Philadelphia Lawyers for Social Equity (PLSE) announced the results of the ten-year examination it has conducted into whether applicants for pardon, successful and not, go on to commit crimes that raise public safety concerns. The study, Pardons and Public Safety: Examining A Decade of Recidivism Data in Pennsylvania, covered the 3,037 pardon applications that had been filed in Pennsylvania between 2008 and 2018.
Reviewing the same ten years of data that had been analyzed by the Economy League of Greater Philadelphia in the report it published earlier this year, the PLSE study finds that only 53 of the 3,037 pardon applicants (1.7%) were subsequently incarcerated, and that just 2 applicants (0.066%) were convicted of having committed a crime of violence. It also finds that, to the extent that the Pennsylvania Board of Pardons has tried to predict who poses a threat to public safety, the Board denied “an enormously high percentage of applicants who could have benefitted from [pardons]”: of the 1,461 people who were not even given a hearing on their pardon applications, 97.45% have not gone on to commit a crime that led to their incarceration.
"Hard data is critical to fully understanding, assessing and reforming how the criminal justice system operates," said Attorney General Josh Shapiro. "As the Board of Pardons has reformed and streamlined the pardon process over the last few years, we have sought justice and public safety. This study provides valuable and important data to help us continue broadening opportunities for second chances."
The PLSE study builds on the Economy League’s April 2020 report Pardons as an Economic Investment Strategy: Examining a Decade of Data.

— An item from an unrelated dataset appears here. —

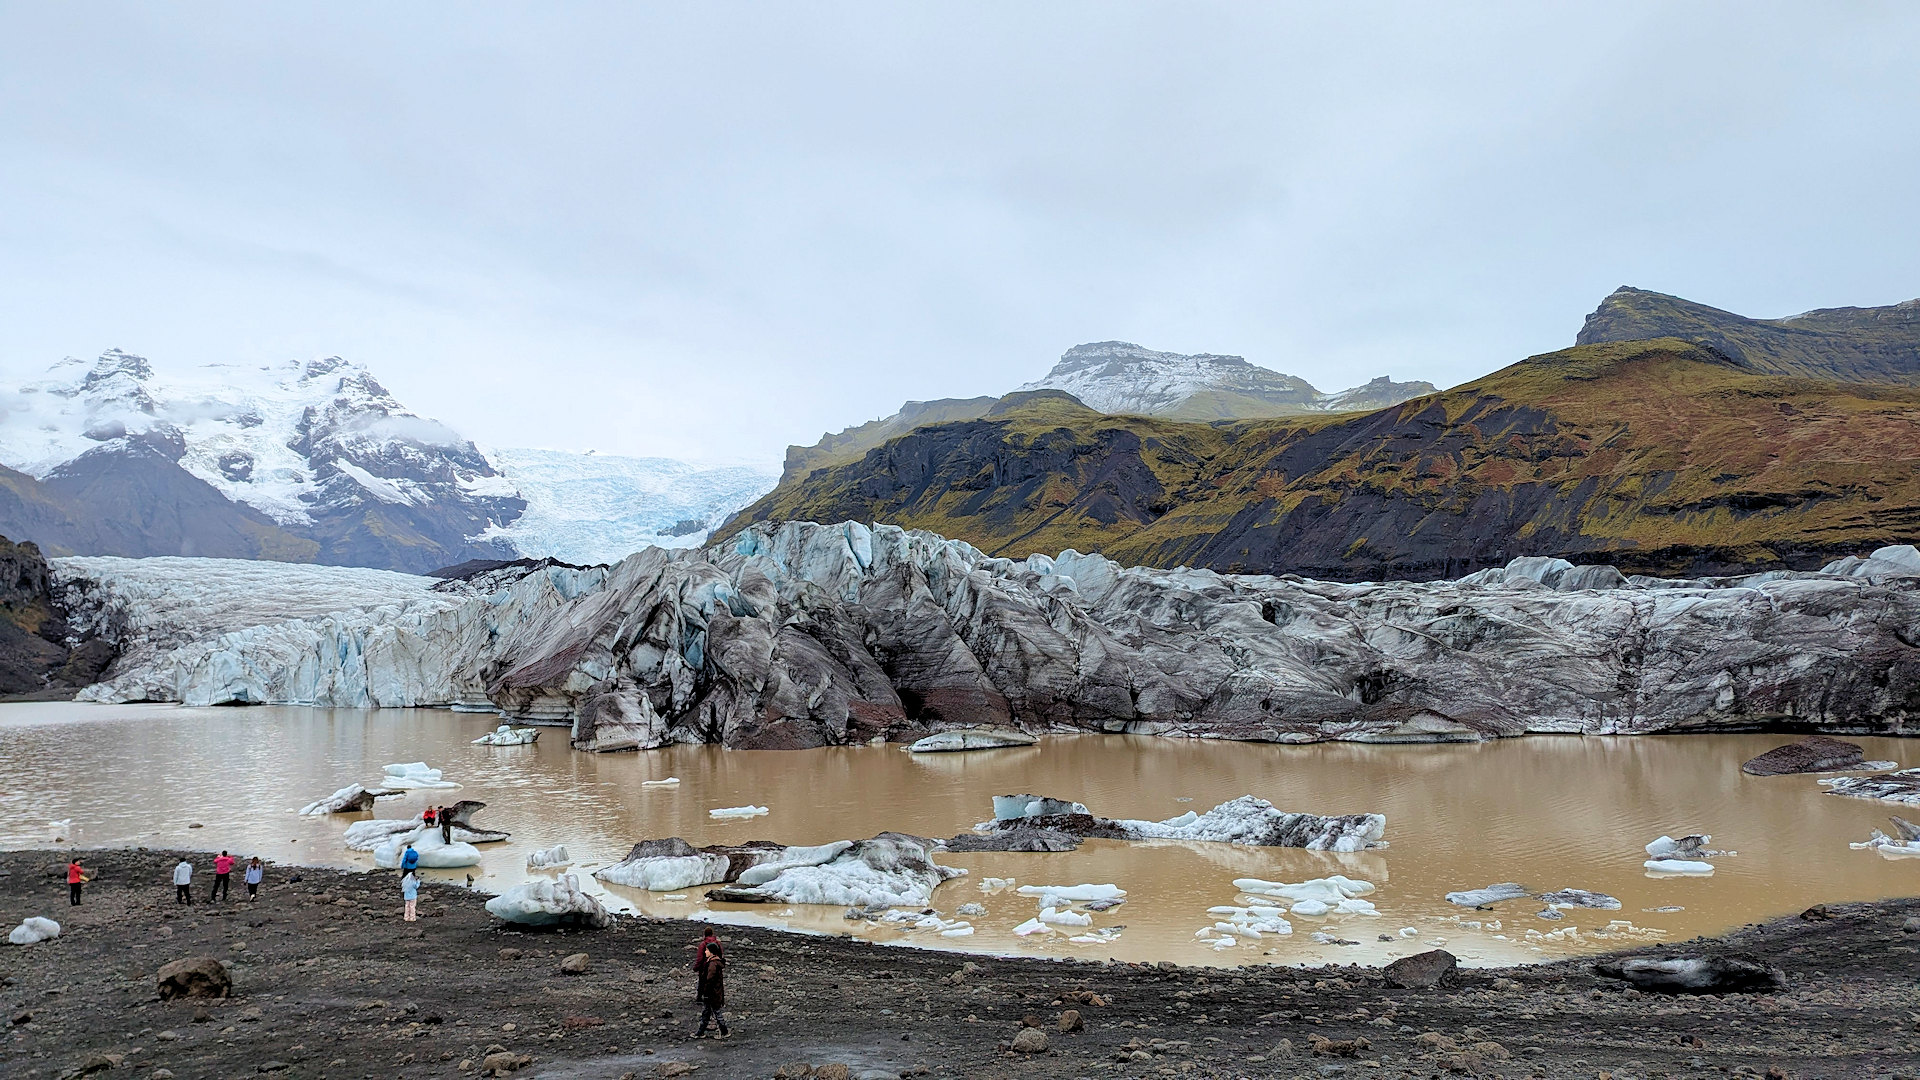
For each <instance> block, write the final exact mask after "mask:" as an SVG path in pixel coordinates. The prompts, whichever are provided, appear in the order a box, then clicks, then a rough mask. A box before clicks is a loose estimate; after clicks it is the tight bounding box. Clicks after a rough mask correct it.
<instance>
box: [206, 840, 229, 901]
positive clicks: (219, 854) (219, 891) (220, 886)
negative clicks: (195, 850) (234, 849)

Finding that pardons had contributed $16.5 million to Pennsylvania’s economy, the Economy League recommended that “pardons, with continued oversight for public safety concerns, should be considered as no-cost workforce development and neighborhood investment tools” and urged the Board to increase the number of pardon applicants, the percentage of applications granted, and the speed in which pardons are granted or denied. The PLSE study projects that another $30 million could have been generated, with no increased risk to public safety, had more pardons been granted.
Daniel S. Nagin, Ph.D., the Teresa and H. John Heinz III Professor of Public Policy and Statistics at Carnegie Mellon University who consulted on the PLSE report, endorsed its conclusions. “Concerning the very modest number of individuals who do recidivate,” he said, “it is important to recognize that Board’s pardon decision had no effect on their recidivism, because these individuals were already free in society.” Noting the “lifelong stigma that burdens access to the legal labor market” that comes from a criminal conviction, he continued: “Increasing the rate of pardon among those who have heretofore been denied will free the vast majority of individuals who have put their criminal past behind them to pursue their potential as contributing members of society.”

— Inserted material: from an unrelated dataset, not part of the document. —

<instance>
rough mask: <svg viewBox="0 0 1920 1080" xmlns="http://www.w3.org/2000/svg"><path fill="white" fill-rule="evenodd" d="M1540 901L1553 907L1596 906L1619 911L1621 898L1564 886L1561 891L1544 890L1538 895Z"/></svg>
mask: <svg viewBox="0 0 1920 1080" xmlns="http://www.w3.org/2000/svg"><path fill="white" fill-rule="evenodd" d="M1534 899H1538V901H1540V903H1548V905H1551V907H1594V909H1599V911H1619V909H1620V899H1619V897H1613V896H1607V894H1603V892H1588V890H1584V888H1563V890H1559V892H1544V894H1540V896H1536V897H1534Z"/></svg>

The PLSE study also documented that, three years after a negative decision was made on their pardon applications, 98.26% of the disappointed applicants had not committed another crime, and have not to date. This finding lead PLSE to recommend that the Board of Pardons automatically re-hear in three years every case it initially denies – which would keep the applicant’s hope alive and incentivize continued good behavior.
Jeff Brown, Chair of Pennsylvania’s Workforce Development Board and the president and chief executive officer of Brown’s Super Stores, Inc., also applauded the report. “It’s clear that Pennsylvania cannot reach its economic potential if its citizens are not allowed to reach their personal potentials. Criminal records are steel ceilings - and I see it every day - that make every mistake a life sentence.” Earlier in August, the Workforce Development Board recommended that the capacity of the Board of Pardons be increased, both to decrease the amount of time for an application to be considered and to increase the number of individuals who can have their pardons heard within one year.
“My business employs over 600 returning citizens,” Brown continued, “and I know how committed and dependable they are. This study clearly demonstrates that giving returning citizens a second chance makes our communities much safer.”